Cuando le conocí no pude distinguir bien el color de sus ojos, su mirada siempre apuntaba al suelo, a sus pisadas, a su ombligo. Él tímido, su ego envuelto en gasas oscuras.
El día que encontré su iris supe que había descubierto un nuevo color de alma. ¿Era la única persona que veía lo maravilloso de esa cortina de luz? Intentaba que no parpadeara tanto, que mirara de frente, pero más sonreía yo, más parecía detenerse su pupila en cualquier objeto menos en la mía. En un plato, en la etiqueta de una botella de vino, en la suela del zapato, en la hebilla del cinturón. Egoístamente desesperanzador.
La esperanza es lo último que se pierde, dicen. Bueno, yo he tenido demasiadas de esas, y más que perderlas las he ido encontrando a mi paso. He tenido tantas que muchas de ellas transmutaron en paciencias. En las historias siempre pasa algo, en este caso pasaron las típicas y manidas tiempo y espacio. Puede que más del primero que del segundo. Y personas, y bestias, y corazones, y lágrimas, y almas en formación. Pero esos ojos siempre seguían a mi lado aunque cada vez más difuminados. Eran más el tono de la idea de un color.

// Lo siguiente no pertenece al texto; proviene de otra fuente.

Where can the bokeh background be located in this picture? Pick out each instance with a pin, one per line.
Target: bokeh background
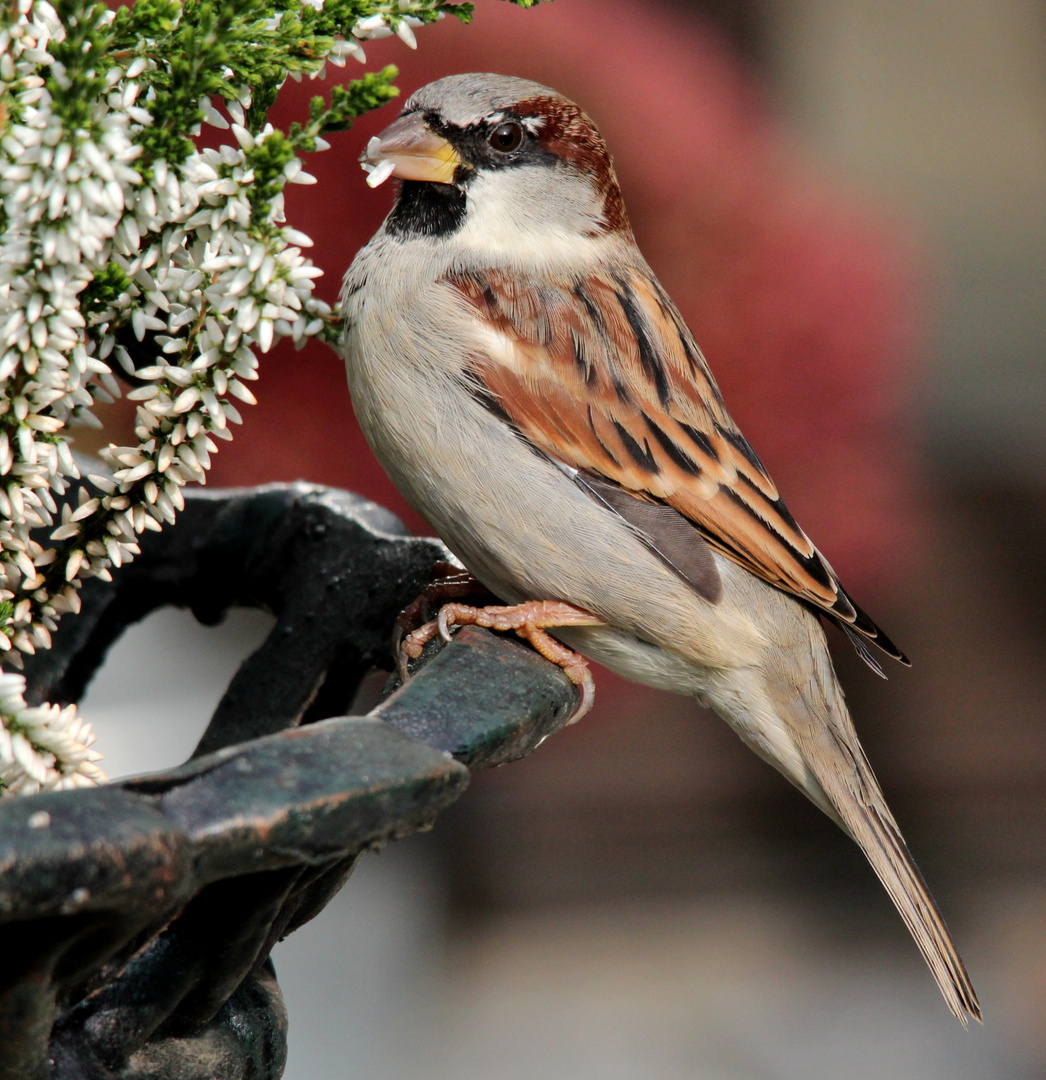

Y un día llegó, y llegaste, y llegaron tus ojos a mirarse en los míos. Ya no vimos que sonreíamos. Vimos que nos podíamos zambullir el uno en el lago azul del otro y que no nos ahogábamos. Que nos podíamos beber hasta la piel. Que la tuya sabía a alma y que la mía era dulce. Éramos sabios de nuestros colores, tactos y sabores, de los recuerdos que se estaban generando entre esas sábanas.
Somos dos mares. Juntos somos un océano. Ven a mojarte. No luches, yo te meceré en mi corriente. En estas profundidades no sirven anclas. Descorre la cortina. Desnuda tus ojos. Mírame, estoy desnuda en tus ojos.